The speed with which information travels through a communication network from one node to another is a function of the number of links in the paths linking them. Denser networks have shorter paths, so they transmit information more quickly.

The shape of the network is also important: diffuse networks with little structure diffuse information more quickly than others. Networks broken up into subgroups diffuse information quickly within groups, but have trouble getting information moving between groups.

According to Granovetter, weak ties are particularly important in diffusion. Studies show that most jobs are obtained through network connections, and that among those getting a job via connections, the vast majority get them through weak ties. The reason is that strong ties create dense little knots of people who share and reshare the same old information. Novel information comes in from connections with people outside one's clique. Connections with people outside one's clique (local bridges) are rarely strong ties. Hence, weak ties are especially important for network diffusion.
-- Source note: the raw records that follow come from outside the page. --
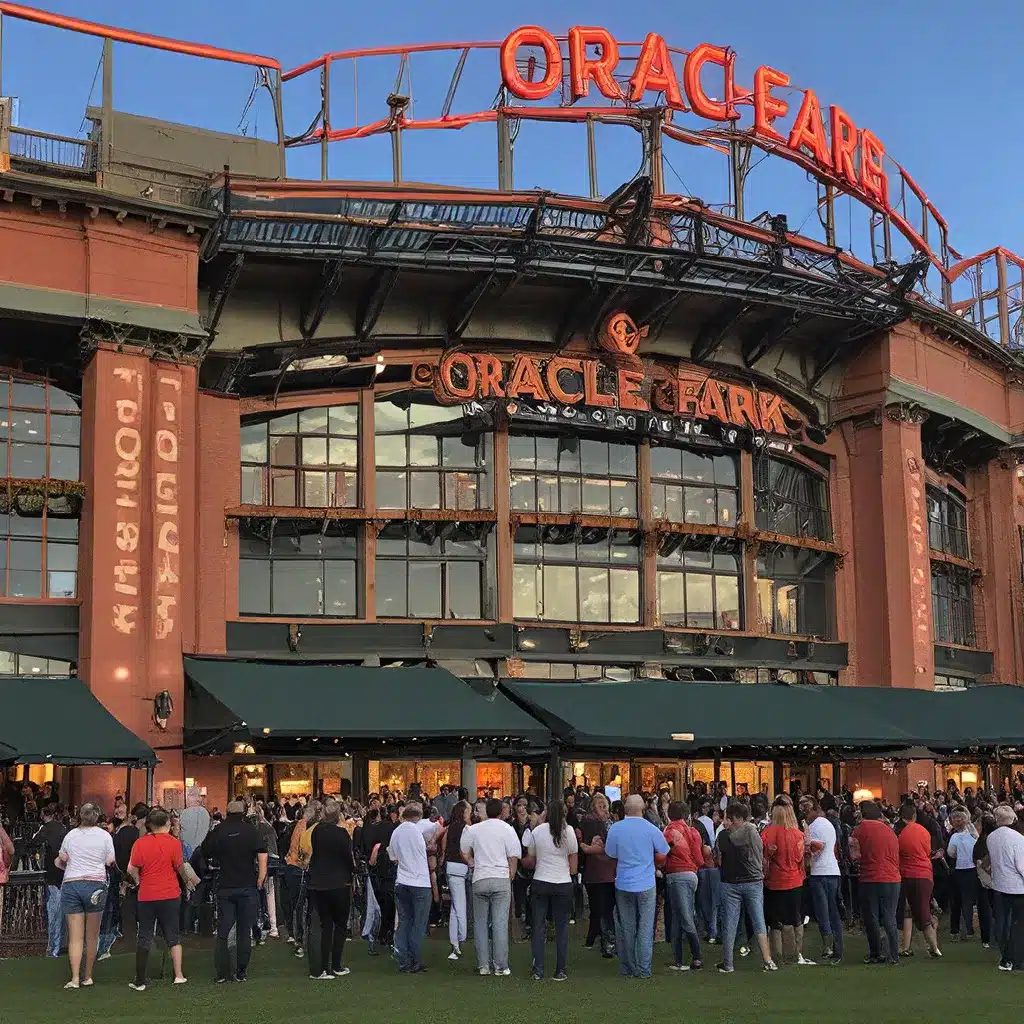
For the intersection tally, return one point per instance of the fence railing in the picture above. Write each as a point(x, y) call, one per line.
point(56, 154)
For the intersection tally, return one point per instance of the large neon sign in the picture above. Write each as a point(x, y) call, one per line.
point(854, 157)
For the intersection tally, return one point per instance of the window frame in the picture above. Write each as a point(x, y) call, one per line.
point(267, 468)
point(582, 476)
point(443, 558)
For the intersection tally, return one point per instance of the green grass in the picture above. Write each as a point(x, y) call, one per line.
point(281, 992)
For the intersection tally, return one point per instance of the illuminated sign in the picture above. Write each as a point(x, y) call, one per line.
point(571, 388)
point(852, 156)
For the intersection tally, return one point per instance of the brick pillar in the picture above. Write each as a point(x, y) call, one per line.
point(890, 534)
point(137, 536)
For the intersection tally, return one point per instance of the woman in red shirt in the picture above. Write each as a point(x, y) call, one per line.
point(156, 862)
point(783, 845)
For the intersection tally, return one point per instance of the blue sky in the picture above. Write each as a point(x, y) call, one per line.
point(935, 80)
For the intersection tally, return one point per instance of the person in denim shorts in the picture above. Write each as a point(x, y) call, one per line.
point(85, 854)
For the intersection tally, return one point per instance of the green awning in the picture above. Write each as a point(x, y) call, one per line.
point(58, 721)
point(293, 699)
point(643, 716)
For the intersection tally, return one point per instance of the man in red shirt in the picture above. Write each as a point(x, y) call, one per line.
point(876, 846)
point(156, 862)
point(915, 869)
point(686, 857)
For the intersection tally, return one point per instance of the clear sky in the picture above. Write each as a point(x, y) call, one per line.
point(938, 81)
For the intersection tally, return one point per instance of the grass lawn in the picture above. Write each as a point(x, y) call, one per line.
point(280, 990)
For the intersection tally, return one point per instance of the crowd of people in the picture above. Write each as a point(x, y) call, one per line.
point(709, 870)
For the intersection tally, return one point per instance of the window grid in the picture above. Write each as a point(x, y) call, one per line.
point(564, 574)
point(421, 573)
point(570, 474)
point(699, 590)
point(296, 568)
point(947, 523)
point(790, 499)
point(39, 556)
point(40, 430)
point(688, 485)
point(306, 459)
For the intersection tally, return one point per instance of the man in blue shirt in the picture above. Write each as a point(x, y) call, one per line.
point(636, 846)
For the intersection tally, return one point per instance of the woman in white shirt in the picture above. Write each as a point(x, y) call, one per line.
point(85, 854)
point(553, 850)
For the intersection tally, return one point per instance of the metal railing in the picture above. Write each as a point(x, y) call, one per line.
point(55, 154)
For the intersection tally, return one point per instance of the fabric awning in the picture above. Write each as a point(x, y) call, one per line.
point(291, 699)
point(58, 721)
point(645, 714)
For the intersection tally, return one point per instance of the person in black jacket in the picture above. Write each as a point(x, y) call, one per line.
point(330, 884)
point(241, 854)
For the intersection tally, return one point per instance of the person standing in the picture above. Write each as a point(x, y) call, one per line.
point(1006, 855)
point(686, 857)
point(408, 849)
point(820, 842)
point(85, 855)
point(241, 853)
point(740, 857)
point(783, 851)
point(919, 883)
point(960, 850)
point(875, 845)
point(635, 845)
point(458, 877)
point(155, 864)
point(493, 850)
point(553, 850)
point(599, 876)
point(331, 869)
point(50, 836)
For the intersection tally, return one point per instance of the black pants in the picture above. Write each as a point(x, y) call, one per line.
point(154, 912)
point(235, 907)
point(878, 904)
point(545, 896)
point(963, 899)
point(384, 891)
point(602, 913)
point(333, 906)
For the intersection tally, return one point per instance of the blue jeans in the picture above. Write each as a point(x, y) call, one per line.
point(635, 931)
point(56, 923)
point(681, 889)
point(824, 899)
point(709, 899)
point(736, 897)
point(414, 909)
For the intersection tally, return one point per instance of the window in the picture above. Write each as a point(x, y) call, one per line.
point(951, 684)
point(569, 671)
point(39, 430)
point(572, 474)
point(572, 574)
point(790, 499)
point(795, 589)
point(433, 570)
point(947, 522)
point(427, 458)
point(691, 486)
point(307, 459)
point(38, 556)
point(697, 589)
point(30, 665)
point(298, 567)
point(952, 605)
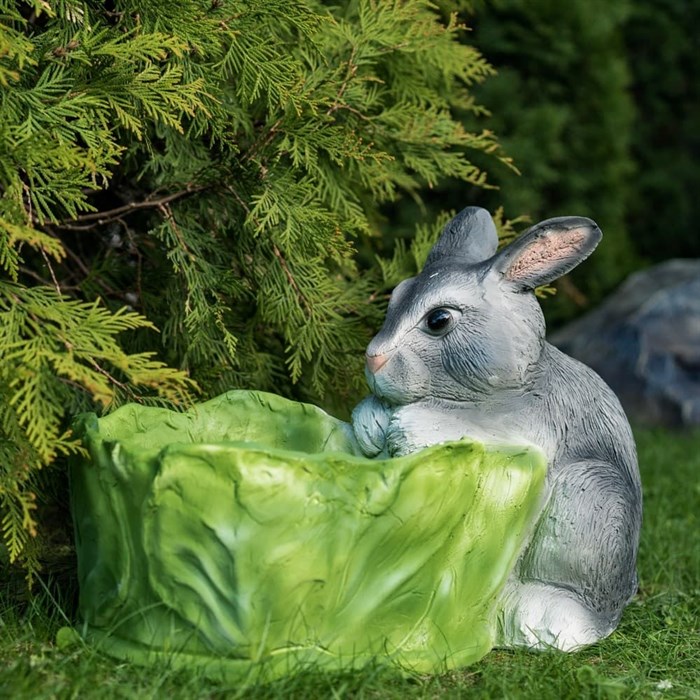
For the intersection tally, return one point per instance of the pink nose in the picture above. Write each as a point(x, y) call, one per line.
point(376, 362)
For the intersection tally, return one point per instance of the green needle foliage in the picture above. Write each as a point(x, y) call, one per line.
point(207, 169)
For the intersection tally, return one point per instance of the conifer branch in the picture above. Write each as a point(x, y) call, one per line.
point(101, 218)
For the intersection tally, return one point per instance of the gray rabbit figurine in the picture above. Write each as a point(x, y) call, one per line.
point(462, 353)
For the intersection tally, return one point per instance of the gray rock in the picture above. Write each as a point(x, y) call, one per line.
point(644, 341)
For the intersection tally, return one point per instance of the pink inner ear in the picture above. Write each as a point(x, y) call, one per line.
point(543, 253)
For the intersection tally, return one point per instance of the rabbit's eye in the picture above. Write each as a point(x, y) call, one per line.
point(439, 321)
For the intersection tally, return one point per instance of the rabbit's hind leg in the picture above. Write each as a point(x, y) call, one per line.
point(541, 616)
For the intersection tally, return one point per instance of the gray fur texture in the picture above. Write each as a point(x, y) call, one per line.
point(462, 353)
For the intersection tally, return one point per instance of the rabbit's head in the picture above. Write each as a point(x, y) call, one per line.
point(469, 324)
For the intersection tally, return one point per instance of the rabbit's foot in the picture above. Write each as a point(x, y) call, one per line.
point(540, 616)
point(370, 420)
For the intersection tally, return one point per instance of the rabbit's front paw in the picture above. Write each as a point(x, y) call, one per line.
point(370, 420)
point(413, 428)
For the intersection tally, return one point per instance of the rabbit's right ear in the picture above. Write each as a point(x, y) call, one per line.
point(469, 238)
point(547, 251)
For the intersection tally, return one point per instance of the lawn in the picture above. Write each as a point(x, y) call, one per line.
point(655, 652)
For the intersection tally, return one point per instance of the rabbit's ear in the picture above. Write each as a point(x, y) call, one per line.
point(468, 238)
point(547, 251)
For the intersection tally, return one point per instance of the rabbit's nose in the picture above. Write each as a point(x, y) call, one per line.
point(376, 362)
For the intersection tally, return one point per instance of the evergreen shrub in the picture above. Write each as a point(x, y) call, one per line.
point(183, 188)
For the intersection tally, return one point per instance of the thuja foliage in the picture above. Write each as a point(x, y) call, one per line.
point(184, 186)
point(561, 105)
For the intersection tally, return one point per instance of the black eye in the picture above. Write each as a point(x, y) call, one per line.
point(439, 321)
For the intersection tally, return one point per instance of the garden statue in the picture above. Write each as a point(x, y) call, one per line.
point(462, 353)
point(485, 494)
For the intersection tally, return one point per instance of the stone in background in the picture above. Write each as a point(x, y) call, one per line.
point(644, 340)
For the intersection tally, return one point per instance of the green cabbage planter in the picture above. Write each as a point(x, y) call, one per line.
point(247, 538)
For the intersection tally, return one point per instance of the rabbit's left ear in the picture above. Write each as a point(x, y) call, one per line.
point(547, 251)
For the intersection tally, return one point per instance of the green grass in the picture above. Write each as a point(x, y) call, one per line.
point(655, 653)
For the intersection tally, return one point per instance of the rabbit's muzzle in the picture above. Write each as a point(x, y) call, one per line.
point(398, 376)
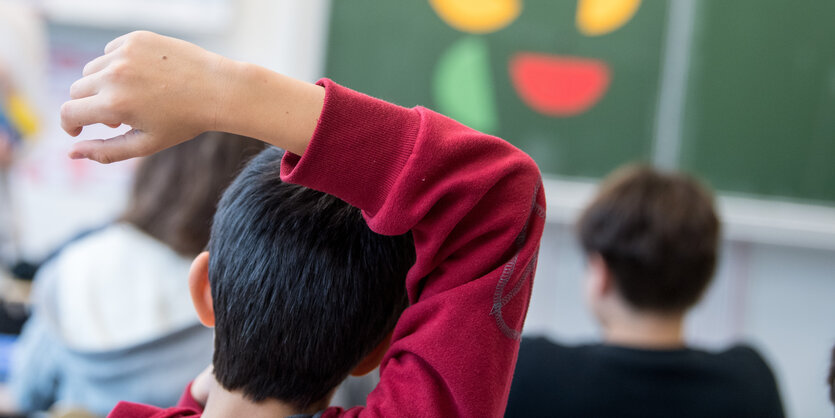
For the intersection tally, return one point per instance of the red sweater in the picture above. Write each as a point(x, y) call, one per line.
point(476, 209)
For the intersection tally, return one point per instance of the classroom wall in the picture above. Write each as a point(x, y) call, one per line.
point(779, 299)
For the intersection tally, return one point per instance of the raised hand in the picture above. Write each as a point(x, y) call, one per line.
point(167, 90)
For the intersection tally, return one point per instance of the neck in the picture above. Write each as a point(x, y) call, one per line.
point(223, 403)
point(646, 330)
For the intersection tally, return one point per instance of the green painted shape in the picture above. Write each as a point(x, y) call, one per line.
point(463, 87)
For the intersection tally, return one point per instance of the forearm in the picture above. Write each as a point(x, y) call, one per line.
point(268, 106)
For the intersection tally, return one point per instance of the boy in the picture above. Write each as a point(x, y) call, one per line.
point(473, 203)
point(315, 296)
point(651, 241)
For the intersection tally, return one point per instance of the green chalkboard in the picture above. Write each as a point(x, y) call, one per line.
point(760, 115)
point(394, 49)
point(758, 96)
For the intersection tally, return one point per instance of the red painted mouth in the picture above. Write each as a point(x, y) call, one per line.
point(557, 85)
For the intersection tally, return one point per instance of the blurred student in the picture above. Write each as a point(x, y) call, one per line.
point(300, 293)
point(112, 317)
point(831, 378)
point(651, 241)
point(473, 203)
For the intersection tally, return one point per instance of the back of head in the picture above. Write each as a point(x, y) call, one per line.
point(658, 235)
point(175, 191)
point(303, 290)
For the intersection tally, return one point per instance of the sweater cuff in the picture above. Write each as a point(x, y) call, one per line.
point(358, 149)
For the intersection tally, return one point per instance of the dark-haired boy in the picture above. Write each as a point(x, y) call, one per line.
point(473, 203)
point(315, 298)
point(651, 240)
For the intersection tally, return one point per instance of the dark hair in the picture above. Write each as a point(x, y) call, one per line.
point(303, 290)
point(658, 235)
point(175, 191)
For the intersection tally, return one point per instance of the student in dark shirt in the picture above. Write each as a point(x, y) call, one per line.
point(651, 240)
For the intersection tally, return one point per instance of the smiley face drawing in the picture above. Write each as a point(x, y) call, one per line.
point(562, 79)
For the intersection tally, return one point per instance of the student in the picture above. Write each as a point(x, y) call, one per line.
point(112, 318)
point(651, 241)
point(300, 293)
point(473, 203)
point(831, 378)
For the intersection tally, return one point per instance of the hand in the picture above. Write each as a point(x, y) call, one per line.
point(167, 90)
point(203, 384)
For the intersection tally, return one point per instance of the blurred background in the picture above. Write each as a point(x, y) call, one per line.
point(739, 93)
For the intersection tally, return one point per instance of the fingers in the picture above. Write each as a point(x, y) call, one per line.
point(78, 113)
point(107, 151)
point(116, 43)
point(85, 87)
point(96, 65)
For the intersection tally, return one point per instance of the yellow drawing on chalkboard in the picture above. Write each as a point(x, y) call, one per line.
point(21, 115)
point(599, 17)
point(477, 16)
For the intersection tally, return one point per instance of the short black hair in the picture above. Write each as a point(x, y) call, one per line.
point(303, 289)
point(658, 234)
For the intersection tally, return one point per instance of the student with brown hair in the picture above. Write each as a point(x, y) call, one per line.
point(112, 316)
point(651, 240)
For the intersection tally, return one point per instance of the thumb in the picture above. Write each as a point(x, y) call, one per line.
point(131, 144)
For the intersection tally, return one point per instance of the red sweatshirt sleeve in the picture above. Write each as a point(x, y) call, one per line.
point(476, 209)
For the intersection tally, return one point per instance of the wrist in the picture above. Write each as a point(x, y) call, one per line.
point(268, 106)
point(229, 77)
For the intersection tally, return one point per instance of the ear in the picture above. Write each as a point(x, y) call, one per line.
point(201, 291)
point(373, 359)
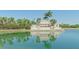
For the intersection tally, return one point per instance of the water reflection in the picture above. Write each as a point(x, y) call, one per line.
point(46, 38)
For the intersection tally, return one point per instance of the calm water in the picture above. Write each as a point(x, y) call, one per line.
point(41, 40)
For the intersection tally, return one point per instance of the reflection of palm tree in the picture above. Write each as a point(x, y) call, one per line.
point(52, 38)
point(47, 44)
point(37, 39)
point(1, 43)
point(8, 38)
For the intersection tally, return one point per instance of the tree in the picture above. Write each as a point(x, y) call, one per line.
point(53, 22)
point(38, 20)
point(47, 15)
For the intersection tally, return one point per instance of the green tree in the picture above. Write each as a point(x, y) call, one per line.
point(47, 15)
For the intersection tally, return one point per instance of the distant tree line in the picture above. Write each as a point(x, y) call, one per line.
point(12, 23)
point(69, 26)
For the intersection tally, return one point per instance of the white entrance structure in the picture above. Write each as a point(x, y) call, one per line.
point(45, 25)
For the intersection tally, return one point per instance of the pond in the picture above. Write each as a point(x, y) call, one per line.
point(68, 39)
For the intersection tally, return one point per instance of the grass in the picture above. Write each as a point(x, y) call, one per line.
point(5, 31)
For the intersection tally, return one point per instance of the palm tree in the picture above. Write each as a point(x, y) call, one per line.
point(47, 15)
point(38, 20)
point(53, 22)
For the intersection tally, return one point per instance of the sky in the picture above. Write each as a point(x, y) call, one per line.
point(62, 16)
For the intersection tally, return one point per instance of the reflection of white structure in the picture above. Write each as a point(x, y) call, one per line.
point(44, 35)
point(44, 25)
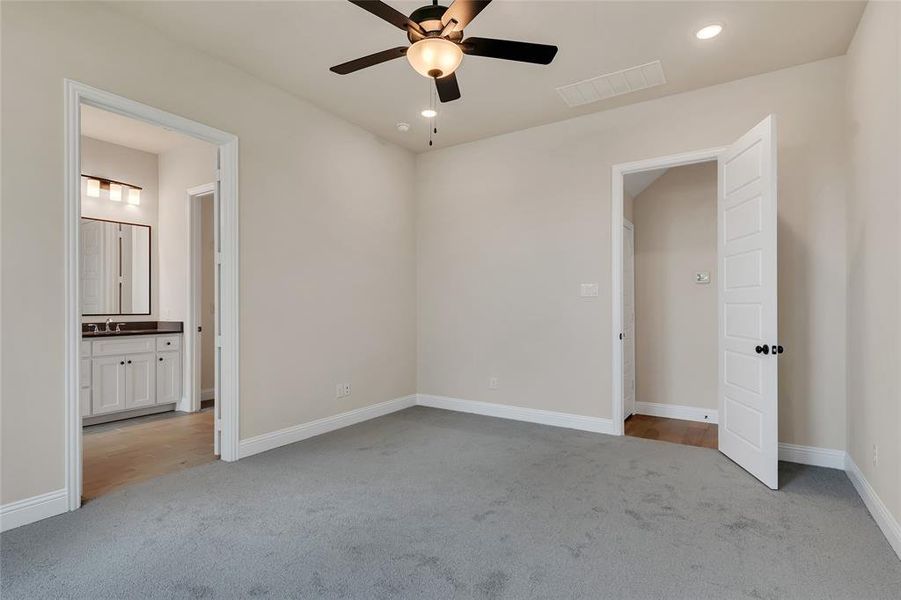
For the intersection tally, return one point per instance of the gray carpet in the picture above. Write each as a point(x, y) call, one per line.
point(432, 504)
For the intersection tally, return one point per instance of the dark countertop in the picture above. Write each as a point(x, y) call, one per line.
point(133, 328)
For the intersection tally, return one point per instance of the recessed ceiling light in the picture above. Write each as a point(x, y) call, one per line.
point(708, 32)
At the individual level, the number of ties that a person has affects how quickly (and whether) information reaches them. The more ties, the more chances of hearing about something. Closeness provides a good index for how quickly, on average, a person in a network will hear information: it is an estimate of time-until-arrival of information. Closeness is proportional to the average distance from the person to all others via the fastest possible routes. The smaller the number, the more central the person.

Closeness is also important for predicting the speed with which different network structures can solve problems. See the Bavelas & Leavitt experiments in the text.